Osteoarthritis is the most common form of joint disease and affects some 30 million people in the US alone1) and an estimated 240 million people worldwide. MIV-711 has the potential of becoming the first drug to slow, stop or even reverse the progression of osteoarthritis.
Up to 40 percent of the population over 65 suffer from osteoarthritis (OA), characterized by pain and varying degrees of inflammation in one or more joints, mainly knees, hips and hands. Osteoarthritis in weight-bearing joints, like knees and hips, induces an increasing level of pain and decreased mobility for the patient, and may eventually result in joint replacement surgery.
Drugs capable of slowing, stopping or even reversing the progression of the disease are referred to as Disease Modifying Osteoarthritis Drugs. There is currently no such therapy approved for osteoarthritis and current treatments affect only day to day symptoms without affecting degenerative changes in the diseased joint.1) Standard of care is based on changes in life style and the use of analgesics. The long-term use of analgesics by osteoarthritis patients is associated with an increased risk of side effects such as gastrointestinal bleeding and opioid dependency.
Recent scientific work suggests that two processes – increased bone turnover and cartilage degradation – are involved in the development and progression of OA. Treatments that target both bone resorption and cartilage degradation may have an improved chance to demonstrate a clinical effect.

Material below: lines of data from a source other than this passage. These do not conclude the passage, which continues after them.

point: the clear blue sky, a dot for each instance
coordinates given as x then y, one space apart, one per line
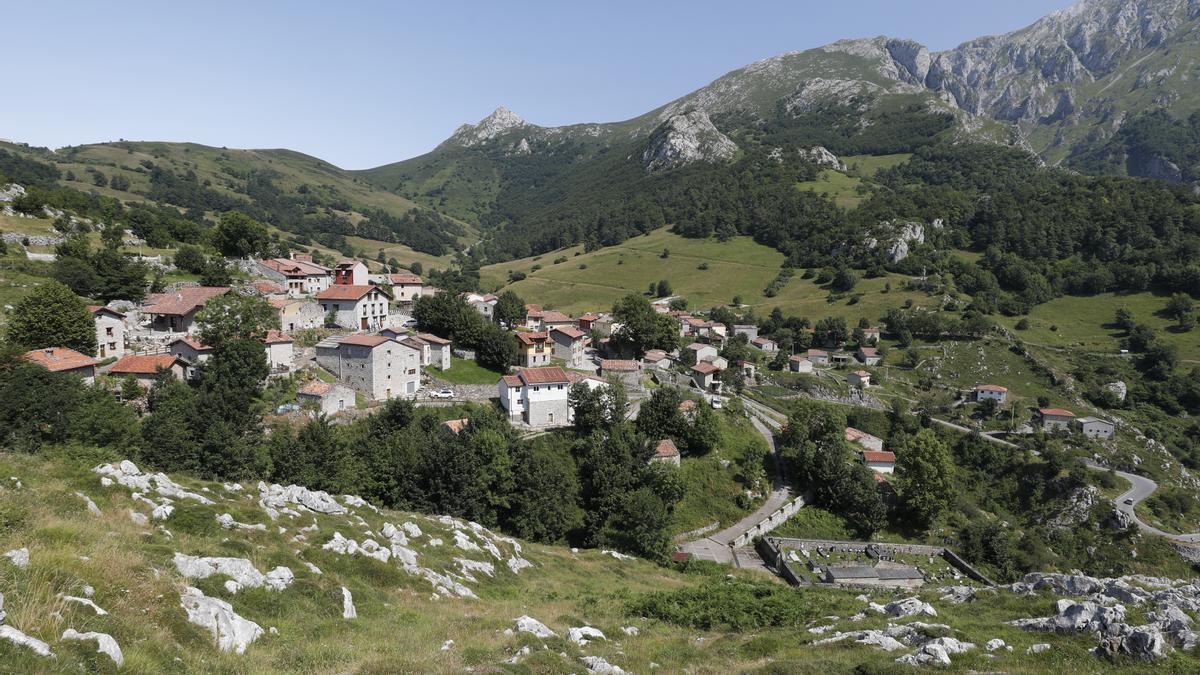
366 83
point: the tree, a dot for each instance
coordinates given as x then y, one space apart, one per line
238 236
509 309
234 316
642 328
925 473
52 316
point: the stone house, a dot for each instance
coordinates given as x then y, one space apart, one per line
147 368
534 350
358 308
109 332
666 452
352 273
799 364
993 392
298 315
61 359
570 345
329 398
627 371
1096 428
537 396
1055 419
376 365
299 274
859 378
175 312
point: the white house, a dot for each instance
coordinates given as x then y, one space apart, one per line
880 461
352 273
537 396
329 398
298 273
61 359
799 364
376 365
1096 428
109 332
358 308
994 392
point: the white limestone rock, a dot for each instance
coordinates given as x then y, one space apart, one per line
232 633
105 644
527 623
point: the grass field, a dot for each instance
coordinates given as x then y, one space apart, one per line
465 371
738 267
1084 323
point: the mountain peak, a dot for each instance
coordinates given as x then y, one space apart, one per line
496 124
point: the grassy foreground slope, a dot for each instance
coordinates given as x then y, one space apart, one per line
739 267
706 623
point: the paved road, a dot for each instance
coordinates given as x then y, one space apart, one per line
717 547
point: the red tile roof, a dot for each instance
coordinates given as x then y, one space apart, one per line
666 449
58 359
403 279
143 364
363 340
317 388
183 302
346 292
570 332
551 375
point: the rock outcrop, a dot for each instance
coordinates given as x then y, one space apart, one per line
684 139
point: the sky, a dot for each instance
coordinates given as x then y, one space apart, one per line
366 83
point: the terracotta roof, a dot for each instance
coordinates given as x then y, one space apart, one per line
58 359
855 435
191 342
551 375
143 364
885 455
185 300
666 449
97 309
277 338
570 332
363 340
529 339
317 388
295 267
346 292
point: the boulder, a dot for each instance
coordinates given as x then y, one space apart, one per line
231 632
105 644
527 623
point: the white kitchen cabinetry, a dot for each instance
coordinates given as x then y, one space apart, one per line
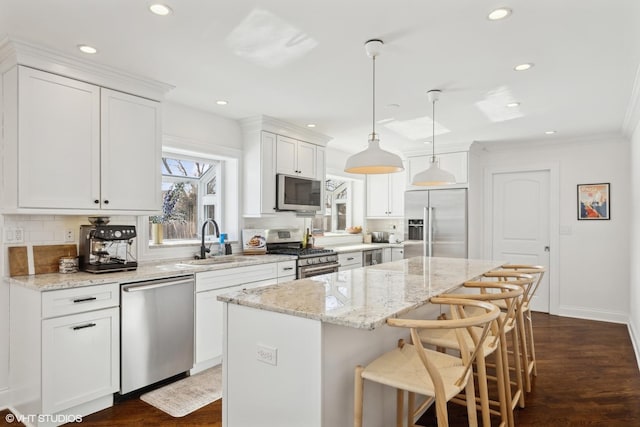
267 152
63 134
397 254
385 195
294 157
386 255
209 311
349 260
65 349
456 163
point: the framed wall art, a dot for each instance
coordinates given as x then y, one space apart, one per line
594 201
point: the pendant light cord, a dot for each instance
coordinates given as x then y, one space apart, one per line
433 128
373 102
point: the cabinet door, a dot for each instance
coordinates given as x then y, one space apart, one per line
131 152
80 358
286 155
59 140
377 195
397 254
306 159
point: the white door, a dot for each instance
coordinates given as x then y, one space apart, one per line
520 224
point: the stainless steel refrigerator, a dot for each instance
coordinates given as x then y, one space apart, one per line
435 223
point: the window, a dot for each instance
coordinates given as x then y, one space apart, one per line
337 215
190 194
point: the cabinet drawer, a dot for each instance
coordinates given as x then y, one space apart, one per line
287 268
78 300
218 279
350 258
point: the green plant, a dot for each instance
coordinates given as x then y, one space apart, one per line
170 199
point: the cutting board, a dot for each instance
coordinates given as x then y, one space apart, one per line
46 258
18 261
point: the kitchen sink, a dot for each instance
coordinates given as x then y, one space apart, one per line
222 259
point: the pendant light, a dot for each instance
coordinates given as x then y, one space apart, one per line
433 175
374 160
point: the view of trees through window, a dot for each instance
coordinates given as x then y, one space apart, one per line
189 195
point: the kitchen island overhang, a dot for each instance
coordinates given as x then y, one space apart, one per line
290 349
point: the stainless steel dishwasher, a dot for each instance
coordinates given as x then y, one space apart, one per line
156 330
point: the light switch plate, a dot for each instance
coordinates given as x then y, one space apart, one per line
267 354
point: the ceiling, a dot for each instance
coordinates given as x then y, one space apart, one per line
304 61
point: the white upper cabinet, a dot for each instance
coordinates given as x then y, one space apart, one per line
131 150
385 195
294 157
59 141
78 143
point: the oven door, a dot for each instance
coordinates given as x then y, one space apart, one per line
317 269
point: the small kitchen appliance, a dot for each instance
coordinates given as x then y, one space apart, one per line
104 248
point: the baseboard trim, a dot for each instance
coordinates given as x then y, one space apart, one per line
591 314
4 398
633 333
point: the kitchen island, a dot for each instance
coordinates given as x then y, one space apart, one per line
290 349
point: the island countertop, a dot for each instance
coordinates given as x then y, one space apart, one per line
365 298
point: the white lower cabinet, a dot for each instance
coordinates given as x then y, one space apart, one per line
397 254
350 260
65 351
209 311
79 358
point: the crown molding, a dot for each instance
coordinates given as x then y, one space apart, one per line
632 116
19 52
280 127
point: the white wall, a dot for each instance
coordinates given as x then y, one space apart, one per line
634 252
592 280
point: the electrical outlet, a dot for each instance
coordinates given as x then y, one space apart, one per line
267 355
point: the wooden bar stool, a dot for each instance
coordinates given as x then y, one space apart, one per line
438 376
525 324
511 295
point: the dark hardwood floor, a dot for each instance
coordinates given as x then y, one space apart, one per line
587 376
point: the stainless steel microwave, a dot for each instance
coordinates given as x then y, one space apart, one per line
294 193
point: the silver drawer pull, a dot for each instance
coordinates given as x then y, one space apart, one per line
84 299
88 325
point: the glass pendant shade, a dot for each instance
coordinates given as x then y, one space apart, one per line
374 160
433 176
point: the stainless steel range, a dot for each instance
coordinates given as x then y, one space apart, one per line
311 261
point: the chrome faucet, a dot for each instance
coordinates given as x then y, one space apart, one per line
203 249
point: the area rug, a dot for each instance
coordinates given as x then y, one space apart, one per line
185 396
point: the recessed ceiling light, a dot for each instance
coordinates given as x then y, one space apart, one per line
523 67
87 49
500 13
160 9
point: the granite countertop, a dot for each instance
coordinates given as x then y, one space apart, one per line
145 271
364 247
366 297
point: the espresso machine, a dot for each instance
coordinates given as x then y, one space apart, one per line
104 248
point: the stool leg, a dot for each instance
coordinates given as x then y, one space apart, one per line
399 407
357 397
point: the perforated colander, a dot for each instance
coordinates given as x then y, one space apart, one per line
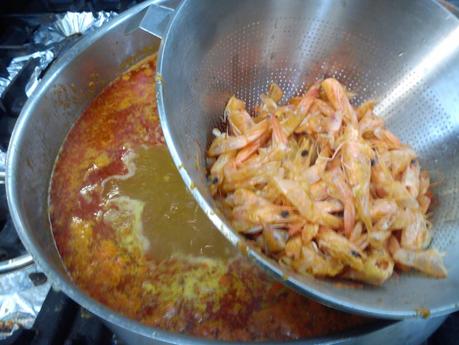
404 54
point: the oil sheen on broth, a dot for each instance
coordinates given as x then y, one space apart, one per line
132 237
168 208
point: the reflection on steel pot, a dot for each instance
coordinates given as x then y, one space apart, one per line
46 119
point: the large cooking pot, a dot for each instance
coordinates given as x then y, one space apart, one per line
67 89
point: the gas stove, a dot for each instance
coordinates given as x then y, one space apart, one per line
30 39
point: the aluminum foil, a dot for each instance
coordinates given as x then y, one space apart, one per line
50 39
21 294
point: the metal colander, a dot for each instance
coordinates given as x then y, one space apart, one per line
404 54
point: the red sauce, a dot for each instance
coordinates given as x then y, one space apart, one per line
213 297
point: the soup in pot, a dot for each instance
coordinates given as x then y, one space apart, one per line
133 238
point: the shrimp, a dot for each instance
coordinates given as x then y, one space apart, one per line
315 172
308 232
337 96
300 199
416 235
251 148
330 205
275 240
224 143
357 157
316 263
217 170
411 178
365 108
385 183
339 188
428 261
290 123
293 247
322 187
340 248
381 208
324 107
279 137
257 210
297 197
275 92
319 191
376 269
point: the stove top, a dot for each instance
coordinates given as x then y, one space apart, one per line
26 51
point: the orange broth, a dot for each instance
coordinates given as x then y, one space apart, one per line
132 237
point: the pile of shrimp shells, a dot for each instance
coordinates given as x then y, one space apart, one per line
324 187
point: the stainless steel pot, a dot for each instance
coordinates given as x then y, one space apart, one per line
44 122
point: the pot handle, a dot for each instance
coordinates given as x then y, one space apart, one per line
153 19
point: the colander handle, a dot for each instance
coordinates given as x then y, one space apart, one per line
153 19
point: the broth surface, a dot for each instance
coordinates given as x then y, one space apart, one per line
132 237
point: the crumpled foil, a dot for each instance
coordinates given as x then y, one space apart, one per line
21 297
50 39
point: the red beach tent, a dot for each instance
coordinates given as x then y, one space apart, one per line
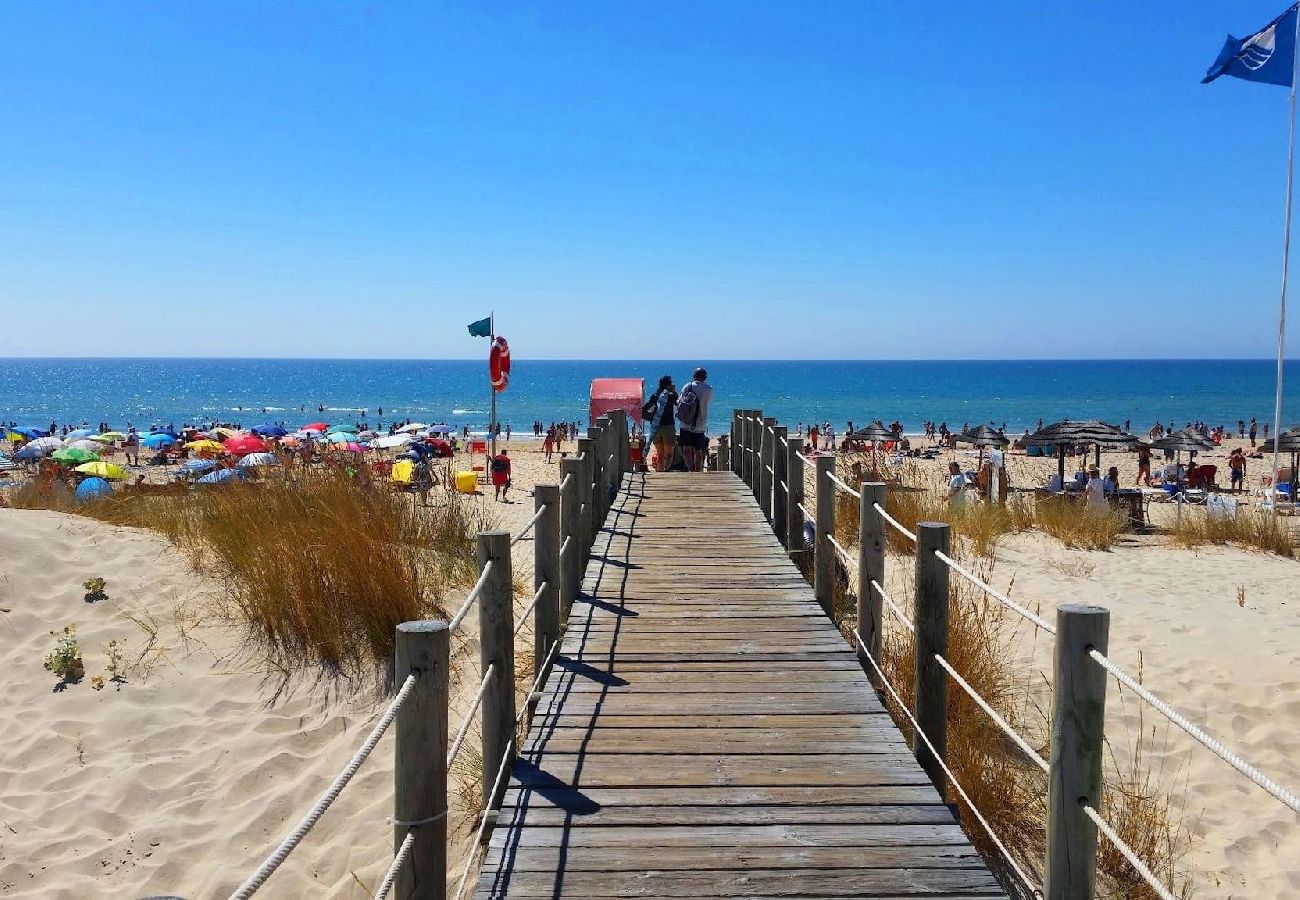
616 394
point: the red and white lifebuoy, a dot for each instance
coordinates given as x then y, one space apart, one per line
498 364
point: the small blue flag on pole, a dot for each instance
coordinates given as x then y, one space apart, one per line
1266 56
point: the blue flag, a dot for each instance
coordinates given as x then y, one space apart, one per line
1266 56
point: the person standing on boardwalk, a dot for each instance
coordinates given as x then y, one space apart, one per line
692 411
658 414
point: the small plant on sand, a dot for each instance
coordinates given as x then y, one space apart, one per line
65 658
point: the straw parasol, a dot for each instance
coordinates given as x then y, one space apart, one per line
1071 432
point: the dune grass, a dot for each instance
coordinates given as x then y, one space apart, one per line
323 569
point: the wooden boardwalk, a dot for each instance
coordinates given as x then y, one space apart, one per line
707 732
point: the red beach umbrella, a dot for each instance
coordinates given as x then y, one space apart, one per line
242 445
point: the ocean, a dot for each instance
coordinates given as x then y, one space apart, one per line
248 392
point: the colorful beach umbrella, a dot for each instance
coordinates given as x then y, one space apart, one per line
220 476
91 488
259 459
245 444
157 440
74 455
103 470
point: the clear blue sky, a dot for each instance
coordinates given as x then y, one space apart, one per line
680 180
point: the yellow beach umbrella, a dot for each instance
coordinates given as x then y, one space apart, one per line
103 470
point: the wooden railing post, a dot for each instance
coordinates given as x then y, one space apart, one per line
823 558
1078 731
794 479
931 680
497 649
767 450
780 518
419 757
585 496
871 567
571 570
546 571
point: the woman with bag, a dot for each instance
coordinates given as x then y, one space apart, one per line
657 414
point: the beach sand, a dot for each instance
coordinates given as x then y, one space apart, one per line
182 779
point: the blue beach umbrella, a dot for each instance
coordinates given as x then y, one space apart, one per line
220 476
92 488
157 440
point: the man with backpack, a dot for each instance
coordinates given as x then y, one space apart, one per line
692 411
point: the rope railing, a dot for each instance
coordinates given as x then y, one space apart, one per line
1025 613
1127 852
471 597
952 778
1200 735
844 485
469 717
895 523
893 606
336 787
528 526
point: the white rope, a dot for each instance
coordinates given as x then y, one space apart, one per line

Through its targeting of both bone resorption and cartilage degradation MIV-711 has a unique potential to be the first disease-modifying treatment for OA. It is administered orally once daily, making it convenient for patients.
Cathepsin K is a protease that breaks down collagen, a protein that plays an important role in the structural integrity of both bone and cartilage. Medivir’s research in preclinical models has demonstrated that inhibition of cathepsin K can reduce the rate of joint destruction of osteoarthritis, and these findings have now been supported in clinical studies.
In September 2017, Medivir presented topline data after six months of treatment with two doses of MIV-711 in patients with moderate knee osteoarthritis. The results showed positive effects on both bone and cartilage. A further six months of treatment in a phase II extension study demonstrated an acceptable safety and tolerability profile, which was the primary objective of the study.
In addition, the patient group treated with 200 mg of MIV-711 for 6 + 6 months retained the response level of the positive signals for self-reported pain as well as other clinical symptoms identified in the initial phase II study. Treatment with MIV-711 for a total of 12 months provided ongoing treatment effects on the joint bone area growth and prevention of cartilage degradation in the affected knee.
In October, additional data were presented that showed disease-modifying properties in joint structures in patients with moderate knee arthritis already after 6 months, at the American College of Rheumatology (ACR).
In August, the FDA published new preliminary guidance for the development of disease-modifying treatments for osteoarthritis. The FDA modified its previous approach to structural end-points and the new guidance discuss structural impact as treatment goals in clinical studies and how it could potentially be used for so-called ”accelerated approval”. MIV-711 has already been granted Fast Track designation as a disease-modifying agent for osteoarthritis.
Phase II data provides good support for further clinical development of MIV-711 as a disease-modifying treatment for osteoarthritis. Medivir continues to aim to establish a license or collaboration agreement for MIV-711.